Der Fußballer, der Trainer in mir schreit nach Wettkampf. Besser sofort als später. Die Vorbereitung war darauf ausgelegt, möglichst viele Spiele in Schleswig-Holstein zu absolvieren, weil die Hoffnung auf andere Regelungen als in Hamburg groß war.

Dann endlich die Nachricht aus unserem Nachbarbundesland, dass Testspiele wieder erlaubt sind. Doch Freude kam nicht auf. Alle bestehenden Termine mit Teams aus dem Umland habe ich abgesagt. Mein Herz blutet, und doch bin ich irgendwie stolz, dass wir als Mannschaft diese Entscheidung getroffen haben.

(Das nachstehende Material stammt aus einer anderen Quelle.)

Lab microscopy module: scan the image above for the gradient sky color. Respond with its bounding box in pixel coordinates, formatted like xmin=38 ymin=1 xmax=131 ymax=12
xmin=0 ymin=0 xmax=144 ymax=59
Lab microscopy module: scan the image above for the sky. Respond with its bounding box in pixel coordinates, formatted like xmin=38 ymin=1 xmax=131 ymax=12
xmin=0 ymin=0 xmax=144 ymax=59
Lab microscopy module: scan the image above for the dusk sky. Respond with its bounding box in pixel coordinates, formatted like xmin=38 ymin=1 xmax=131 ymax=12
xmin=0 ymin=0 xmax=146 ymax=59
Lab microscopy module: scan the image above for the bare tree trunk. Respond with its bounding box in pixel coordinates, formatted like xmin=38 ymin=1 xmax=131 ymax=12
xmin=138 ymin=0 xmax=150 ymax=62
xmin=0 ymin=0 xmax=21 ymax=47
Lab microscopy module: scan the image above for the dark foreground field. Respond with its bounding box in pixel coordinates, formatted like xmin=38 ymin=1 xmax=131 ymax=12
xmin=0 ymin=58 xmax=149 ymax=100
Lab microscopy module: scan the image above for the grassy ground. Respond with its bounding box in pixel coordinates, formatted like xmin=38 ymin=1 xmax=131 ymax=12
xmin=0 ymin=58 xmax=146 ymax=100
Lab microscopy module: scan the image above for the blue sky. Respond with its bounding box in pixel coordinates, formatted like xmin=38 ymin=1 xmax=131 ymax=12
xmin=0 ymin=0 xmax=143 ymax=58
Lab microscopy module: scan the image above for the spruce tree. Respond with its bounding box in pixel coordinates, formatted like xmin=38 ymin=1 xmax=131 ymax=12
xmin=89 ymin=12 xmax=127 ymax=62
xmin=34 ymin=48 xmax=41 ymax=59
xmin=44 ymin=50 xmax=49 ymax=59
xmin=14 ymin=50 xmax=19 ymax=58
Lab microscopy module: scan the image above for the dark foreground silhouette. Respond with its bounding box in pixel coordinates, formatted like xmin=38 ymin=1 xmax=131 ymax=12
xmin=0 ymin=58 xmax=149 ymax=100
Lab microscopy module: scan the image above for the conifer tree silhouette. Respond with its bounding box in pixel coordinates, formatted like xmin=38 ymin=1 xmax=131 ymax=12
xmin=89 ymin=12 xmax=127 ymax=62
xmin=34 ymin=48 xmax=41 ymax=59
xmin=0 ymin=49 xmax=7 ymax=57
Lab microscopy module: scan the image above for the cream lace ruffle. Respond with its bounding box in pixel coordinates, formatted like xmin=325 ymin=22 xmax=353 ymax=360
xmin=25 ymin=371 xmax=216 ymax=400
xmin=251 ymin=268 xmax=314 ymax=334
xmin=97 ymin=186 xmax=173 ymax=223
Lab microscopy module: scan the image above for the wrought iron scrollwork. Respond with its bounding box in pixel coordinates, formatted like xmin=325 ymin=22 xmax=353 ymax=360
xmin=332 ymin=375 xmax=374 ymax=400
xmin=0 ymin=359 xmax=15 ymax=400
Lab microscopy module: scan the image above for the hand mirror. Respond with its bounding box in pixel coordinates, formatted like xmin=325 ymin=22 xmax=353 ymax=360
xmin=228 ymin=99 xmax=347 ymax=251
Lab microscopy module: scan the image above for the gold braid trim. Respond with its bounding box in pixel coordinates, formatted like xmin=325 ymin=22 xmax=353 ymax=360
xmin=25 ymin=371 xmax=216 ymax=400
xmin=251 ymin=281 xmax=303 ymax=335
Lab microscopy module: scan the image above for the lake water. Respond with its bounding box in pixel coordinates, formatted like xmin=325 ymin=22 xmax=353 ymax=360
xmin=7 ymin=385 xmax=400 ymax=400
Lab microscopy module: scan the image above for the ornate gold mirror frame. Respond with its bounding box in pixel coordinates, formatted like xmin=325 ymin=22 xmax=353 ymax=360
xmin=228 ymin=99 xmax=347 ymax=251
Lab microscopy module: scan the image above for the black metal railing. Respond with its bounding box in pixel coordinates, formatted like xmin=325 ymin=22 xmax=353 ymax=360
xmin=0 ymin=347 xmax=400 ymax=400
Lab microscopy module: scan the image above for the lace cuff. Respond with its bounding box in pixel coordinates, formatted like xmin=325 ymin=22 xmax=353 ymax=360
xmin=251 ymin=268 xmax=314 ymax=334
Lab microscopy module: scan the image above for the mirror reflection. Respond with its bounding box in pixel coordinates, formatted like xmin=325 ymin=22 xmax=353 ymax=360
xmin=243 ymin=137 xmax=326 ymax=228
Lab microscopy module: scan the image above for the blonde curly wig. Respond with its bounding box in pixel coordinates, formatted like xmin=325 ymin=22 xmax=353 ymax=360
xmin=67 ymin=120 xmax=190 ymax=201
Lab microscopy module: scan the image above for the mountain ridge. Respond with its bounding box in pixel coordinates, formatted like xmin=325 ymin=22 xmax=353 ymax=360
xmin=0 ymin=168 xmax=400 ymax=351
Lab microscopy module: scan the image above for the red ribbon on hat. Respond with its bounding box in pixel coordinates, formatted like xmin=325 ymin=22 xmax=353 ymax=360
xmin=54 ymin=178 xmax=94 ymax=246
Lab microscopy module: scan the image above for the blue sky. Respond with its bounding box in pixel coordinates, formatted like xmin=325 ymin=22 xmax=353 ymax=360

Natürlich wäre es legitim, außerhalb Hamburgs Spiele zu absolvieren. Der Verband hat dies auf seinem Verbandstag durchgewunken. Doch ist das als Hamburger Team richtig, wenn es hier doch immer noch nicht erlaubt ist? Ich hatte diese Frage immer mit Ja beantwortet und bin doch angetan von der Idee, weiterhin den Vorgaben von Stadt und Verband zu folgen und keine Fußballspiele auszutragen.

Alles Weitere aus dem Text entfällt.